Write rules in Japanese

Write rules in Japanese

Supported sentence structures

The Japanese parser supports two kinds of sentences:

  1. Verbless sentences
    An example of a verbless sentence is 彼の行動は法律的に正しかった(His action was legal).
  2. Subject – Object – Verb (SOV) sentences
    An example of a SOV sentence is 当人は子供が5人以上いる(The person has more than five children).

Supported verb forms

Japanese verbs are inflected for politeness level, tense, aspect, voice and sense.

The verb dictionary provides the plain (colloquial) and the polite forms of the verbs.

There are only two tenses in Japanese, past and non-past. The non-past covers both the present and the future tense.

The verb aspect denotes the conjugations for perfect, progressive and potential forms. The perfect aspect is the stative form of the verb.

The verb voice refers to whether the verb is an active or passive mode.

The verb sense indicates whether the verb inflects for a positive or a negative statement. For each of the above, the verbs are inflected by suffixing some ending based on which verb group they belong to.

The verbs do not inflect for gender or person.

The copula だ (da) which is the infinitive form of  です (desu), and である (dearu) which is the infinitive form of であります, have been included in the verbs list.

For compound verbs where only the second verb is inflected, eg benkyo + suru, suru is taken to be the active verb. For such noun + suru verbs, there is no need to enter the compound verbs separately as long as suru is in the verbs list.

 

The following are the verb forms present in the verb dictionary:

The automatic verb conjugations works for the majority of the ichidan and godan verbs. The conjugations for irregular verbs, and verbs where the use of kanji character introduces ambiguity as to whether the verb is ichidan or godan, will have to be entered manually. See Configure list of recognized verbs for more information.

Verb recognition

The active verb in a sentence is recognized based on the dictionary. When a compound verb is present, the active verb is selected based on the longest match.
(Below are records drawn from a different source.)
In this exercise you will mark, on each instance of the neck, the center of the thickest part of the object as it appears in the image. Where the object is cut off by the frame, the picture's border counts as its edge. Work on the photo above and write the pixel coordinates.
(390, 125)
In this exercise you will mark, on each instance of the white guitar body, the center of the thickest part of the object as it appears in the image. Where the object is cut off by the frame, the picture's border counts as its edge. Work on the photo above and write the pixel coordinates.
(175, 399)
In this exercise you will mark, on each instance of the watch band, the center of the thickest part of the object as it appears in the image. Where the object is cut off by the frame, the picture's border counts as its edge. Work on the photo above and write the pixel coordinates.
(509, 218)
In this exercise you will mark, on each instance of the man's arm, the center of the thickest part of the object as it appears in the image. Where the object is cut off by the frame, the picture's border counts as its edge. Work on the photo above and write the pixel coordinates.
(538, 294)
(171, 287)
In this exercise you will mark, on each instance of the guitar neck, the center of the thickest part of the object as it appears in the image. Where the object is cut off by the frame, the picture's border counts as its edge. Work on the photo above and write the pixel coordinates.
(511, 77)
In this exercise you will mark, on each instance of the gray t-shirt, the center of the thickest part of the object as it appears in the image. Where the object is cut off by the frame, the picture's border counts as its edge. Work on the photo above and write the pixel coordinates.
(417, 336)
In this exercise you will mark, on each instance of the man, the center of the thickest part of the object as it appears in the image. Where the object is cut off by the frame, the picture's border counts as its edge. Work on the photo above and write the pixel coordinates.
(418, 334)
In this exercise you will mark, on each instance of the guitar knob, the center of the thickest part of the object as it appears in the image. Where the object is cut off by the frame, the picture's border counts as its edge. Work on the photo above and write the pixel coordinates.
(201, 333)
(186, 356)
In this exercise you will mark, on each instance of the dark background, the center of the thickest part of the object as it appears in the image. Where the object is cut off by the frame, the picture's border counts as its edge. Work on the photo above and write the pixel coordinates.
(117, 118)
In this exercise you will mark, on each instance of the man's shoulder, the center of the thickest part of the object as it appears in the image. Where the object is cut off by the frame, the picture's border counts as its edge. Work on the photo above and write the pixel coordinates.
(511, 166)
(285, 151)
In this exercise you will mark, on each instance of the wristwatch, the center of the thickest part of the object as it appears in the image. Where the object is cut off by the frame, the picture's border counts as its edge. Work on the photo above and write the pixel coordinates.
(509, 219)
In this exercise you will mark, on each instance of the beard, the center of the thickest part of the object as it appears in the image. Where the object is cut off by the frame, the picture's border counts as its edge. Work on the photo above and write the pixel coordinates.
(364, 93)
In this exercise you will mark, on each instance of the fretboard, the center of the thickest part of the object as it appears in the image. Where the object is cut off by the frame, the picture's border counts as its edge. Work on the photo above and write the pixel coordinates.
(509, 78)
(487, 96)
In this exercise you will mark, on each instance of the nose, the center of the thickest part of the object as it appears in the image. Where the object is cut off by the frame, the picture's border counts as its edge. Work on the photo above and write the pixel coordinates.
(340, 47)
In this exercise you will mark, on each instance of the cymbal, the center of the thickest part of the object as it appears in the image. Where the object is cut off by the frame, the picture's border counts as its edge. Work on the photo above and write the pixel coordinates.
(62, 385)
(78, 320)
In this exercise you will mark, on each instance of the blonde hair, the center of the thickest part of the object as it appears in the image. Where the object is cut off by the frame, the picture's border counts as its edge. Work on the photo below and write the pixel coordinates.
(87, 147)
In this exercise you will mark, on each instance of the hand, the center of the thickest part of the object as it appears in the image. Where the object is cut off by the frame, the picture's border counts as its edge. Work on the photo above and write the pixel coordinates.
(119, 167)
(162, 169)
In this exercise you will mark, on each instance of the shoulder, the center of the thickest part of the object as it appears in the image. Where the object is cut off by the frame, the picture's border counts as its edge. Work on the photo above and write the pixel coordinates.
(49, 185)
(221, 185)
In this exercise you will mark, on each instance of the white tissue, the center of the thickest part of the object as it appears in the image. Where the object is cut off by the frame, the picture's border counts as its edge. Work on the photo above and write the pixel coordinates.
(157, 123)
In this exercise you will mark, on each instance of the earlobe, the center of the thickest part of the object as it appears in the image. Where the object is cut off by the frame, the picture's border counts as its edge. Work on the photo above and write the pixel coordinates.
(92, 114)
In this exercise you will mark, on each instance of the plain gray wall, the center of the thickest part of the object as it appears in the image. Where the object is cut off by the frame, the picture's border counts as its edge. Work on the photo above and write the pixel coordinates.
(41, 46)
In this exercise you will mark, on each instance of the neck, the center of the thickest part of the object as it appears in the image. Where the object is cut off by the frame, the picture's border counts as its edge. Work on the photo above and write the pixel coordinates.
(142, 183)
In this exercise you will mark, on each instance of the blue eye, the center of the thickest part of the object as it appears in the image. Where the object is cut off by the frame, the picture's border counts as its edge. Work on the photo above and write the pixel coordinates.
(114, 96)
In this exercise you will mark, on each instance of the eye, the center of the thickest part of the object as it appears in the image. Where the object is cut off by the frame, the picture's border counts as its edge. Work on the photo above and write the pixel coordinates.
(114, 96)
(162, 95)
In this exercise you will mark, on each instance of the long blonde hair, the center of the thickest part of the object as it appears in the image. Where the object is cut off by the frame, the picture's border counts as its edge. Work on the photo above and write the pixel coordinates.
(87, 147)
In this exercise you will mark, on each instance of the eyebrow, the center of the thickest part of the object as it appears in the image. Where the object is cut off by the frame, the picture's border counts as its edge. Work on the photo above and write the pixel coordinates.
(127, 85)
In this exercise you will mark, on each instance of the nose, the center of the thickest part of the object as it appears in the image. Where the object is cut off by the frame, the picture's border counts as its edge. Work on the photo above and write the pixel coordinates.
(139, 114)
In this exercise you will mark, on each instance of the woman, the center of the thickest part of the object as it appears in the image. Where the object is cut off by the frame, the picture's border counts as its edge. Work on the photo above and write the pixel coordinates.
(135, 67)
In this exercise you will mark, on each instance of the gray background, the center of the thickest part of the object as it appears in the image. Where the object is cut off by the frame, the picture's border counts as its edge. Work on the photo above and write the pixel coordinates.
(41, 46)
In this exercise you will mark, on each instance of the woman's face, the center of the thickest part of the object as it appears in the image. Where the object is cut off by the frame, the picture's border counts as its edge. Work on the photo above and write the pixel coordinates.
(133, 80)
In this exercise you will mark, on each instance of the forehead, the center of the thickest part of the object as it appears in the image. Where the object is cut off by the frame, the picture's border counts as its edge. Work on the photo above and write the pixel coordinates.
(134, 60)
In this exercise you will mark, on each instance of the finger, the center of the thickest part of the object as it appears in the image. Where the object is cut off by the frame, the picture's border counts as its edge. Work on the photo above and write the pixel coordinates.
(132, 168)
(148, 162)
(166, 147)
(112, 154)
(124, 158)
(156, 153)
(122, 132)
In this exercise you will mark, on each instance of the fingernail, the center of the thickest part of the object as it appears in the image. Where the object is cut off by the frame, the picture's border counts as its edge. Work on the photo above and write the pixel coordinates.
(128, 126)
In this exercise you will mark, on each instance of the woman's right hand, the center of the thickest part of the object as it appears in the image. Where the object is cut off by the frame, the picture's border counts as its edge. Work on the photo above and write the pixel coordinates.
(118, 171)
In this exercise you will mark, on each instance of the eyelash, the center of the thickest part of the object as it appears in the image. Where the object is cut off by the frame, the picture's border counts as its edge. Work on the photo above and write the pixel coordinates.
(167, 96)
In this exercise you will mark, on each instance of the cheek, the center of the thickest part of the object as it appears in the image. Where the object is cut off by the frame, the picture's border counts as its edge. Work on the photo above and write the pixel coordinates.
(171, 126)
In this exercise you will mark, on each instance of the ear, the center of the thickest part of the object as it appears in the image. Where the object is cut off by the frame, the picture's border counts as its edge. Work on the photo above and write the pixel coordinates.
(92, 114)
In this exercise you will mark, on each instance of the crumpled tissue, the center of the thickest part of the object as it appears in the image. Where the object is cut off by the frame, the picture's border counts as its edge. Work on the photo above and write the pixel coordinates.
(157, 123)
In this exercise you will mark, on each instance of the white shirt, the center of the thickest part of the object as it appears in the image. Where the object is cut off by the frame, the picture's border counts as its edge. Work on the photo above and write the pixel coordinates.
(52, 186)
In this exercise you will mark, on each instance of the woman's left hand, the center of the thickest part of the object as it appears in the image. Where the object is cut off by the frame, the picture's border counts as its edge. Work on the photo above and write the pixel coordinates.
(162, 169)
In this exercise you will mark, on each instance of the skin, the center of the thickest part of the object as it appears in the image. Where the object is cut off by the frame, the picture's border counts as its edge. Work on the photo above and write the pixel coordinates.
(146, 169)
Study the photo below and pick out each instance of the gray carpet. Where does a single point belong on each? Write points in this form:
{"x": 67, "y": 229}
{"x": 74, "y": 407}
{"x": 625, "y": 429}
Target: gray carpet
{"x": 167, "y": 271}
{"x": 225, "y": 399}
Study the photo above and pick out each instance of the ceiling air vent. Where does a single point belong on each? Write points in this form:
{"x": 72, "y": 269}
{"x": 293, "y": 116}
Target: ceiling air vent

For example, verbs nakatta (なかった) and kawa nakatta (買った/買わなかった) are both present in the dictionary. In this case, if a sentence has kawa nakatta as its active verb (ie the verb at the end), the parser will recognise the compound verb kawa nakatta instead of just nakatta.

In cases where the sentence uses a compound verb, where the compound verb itself has not been entered in the dictionary, the parser will try to recognize the longest match it can find. For example, if nakatta is in the dictionary, and the verb shitagawa nakatta is not in the dictionary then the parses generated for the sentence containing shitagawa nakatta will be based on the conjugations of the verb nakatta. To avoid this problem, you need to add the missing verb.

Adjectives

In an SOV sentence, the verb at the end is taken to be the active verb. If adjectives are present within the sentence, they are not inflected.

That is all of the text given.